That tendency is not entirely an accident. “There’s always been barriers placed between people with radical thinking,” Marks states. “People of colour, people who are challenging gender normativity, people who are opposed to the genocide in Gaza, for example. All of these are barriers to prevent opinions, ideas to be played out in a way that’s unimpeded by the intervention of somebody who’s got the credibility of being a newsperson, who’s essentially guided and motivated by corporate funding and thinking and buys into it.”

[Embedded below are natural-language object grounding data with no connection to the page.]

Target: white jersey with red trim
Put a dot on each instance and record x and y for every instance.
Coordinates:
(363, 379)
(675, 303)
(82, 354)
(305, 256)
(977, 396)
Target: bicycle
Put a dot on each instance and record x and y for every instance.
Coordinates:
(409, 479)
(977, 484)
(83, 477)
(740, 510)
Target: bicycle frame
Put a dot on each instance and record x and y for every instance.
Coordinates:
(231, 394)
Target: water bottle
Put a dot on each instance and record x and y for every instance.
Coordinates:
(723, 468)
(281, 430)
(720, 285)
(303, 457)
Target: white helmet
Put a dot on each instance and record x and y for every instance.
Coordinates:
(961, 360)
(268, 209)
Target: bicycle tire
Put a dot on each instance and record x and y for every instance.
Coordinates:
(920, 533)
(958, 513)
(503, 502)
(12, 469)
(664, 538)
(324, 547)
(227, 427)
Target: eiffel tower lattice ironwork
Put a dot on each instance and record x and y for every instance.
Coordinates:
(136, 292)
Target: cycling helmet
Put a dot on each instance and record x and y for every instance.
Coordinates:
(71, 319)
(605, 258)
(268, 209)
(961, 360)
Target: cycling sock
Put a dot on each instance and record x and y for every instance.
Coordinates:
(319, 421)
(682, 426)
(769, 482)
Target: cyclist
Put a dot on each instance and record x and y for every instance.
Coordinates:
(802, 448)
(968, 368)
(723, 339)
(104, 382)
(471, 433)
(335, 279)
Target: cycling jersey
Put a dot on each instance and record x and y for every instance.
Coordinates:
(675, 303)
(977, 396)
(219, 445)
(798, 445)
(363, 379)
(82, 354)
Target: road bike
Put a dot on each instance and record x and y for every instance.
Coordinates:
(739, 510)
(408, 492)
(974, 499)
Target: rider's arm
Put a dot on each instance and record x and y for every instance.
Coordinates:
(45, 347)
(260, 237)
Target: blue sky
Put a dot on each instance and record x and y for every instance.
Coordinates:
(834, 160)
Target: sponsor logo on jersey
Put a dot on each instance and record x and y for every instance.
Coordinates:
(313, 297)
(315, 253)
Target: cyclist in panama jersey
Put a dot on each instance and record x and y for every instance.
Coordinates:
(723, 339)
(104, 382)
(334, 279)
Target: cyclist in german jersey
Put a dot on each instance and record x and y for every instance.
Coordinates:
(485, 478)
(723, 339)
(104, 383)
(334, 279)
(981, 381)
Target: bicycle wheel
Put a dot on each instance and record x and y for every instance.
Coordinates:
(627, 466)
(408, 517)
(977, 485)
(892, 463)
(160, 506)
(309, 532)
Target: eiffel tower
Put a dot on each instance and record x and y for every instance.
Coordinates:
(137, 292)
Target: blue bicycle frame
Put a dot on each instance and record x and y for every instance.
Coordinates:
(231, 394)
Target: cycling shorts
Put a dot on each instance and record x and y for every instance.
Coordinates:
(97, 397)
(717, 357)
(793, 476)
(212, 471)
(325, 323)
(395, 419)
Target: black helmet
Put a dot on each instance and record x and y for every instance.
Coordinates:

Obviously, my ears perked up hearing all of this. As Briarpatch’s publisher, I believe, as so many of our readers and supporters do, that the work we do is not just meaningfully different from the work in Canada’s ideologically contained corporate media but also meaningful, in general, to people’s political lives. But it was nice to listen to Marks, someone with long-standing ideological commitments and radical journalism experience, and reflect a little bit on why and how it’s meaningful.
Briarpatch is genuinely unlike a lot of media out there. Whether it’s Indigenous climate activists, Black prison abolitionists, disabled and Mad organizers, queer advocates, sex workers, the long-term poor, tenants, or community members involved in countless other projects and actions from the left, in the five short years I’ve been publisher at the magazine, I’ve always been amazed at the way Briarpatch puts front and centre the people actually involved in and affected by the stories we cover. In recent issues, Briarpatch has run several pieces from Palestinian journalists in both Canada and Palestine itself, in a moment where mainstream press is doing its best to keep Palestinian struggles at a distance.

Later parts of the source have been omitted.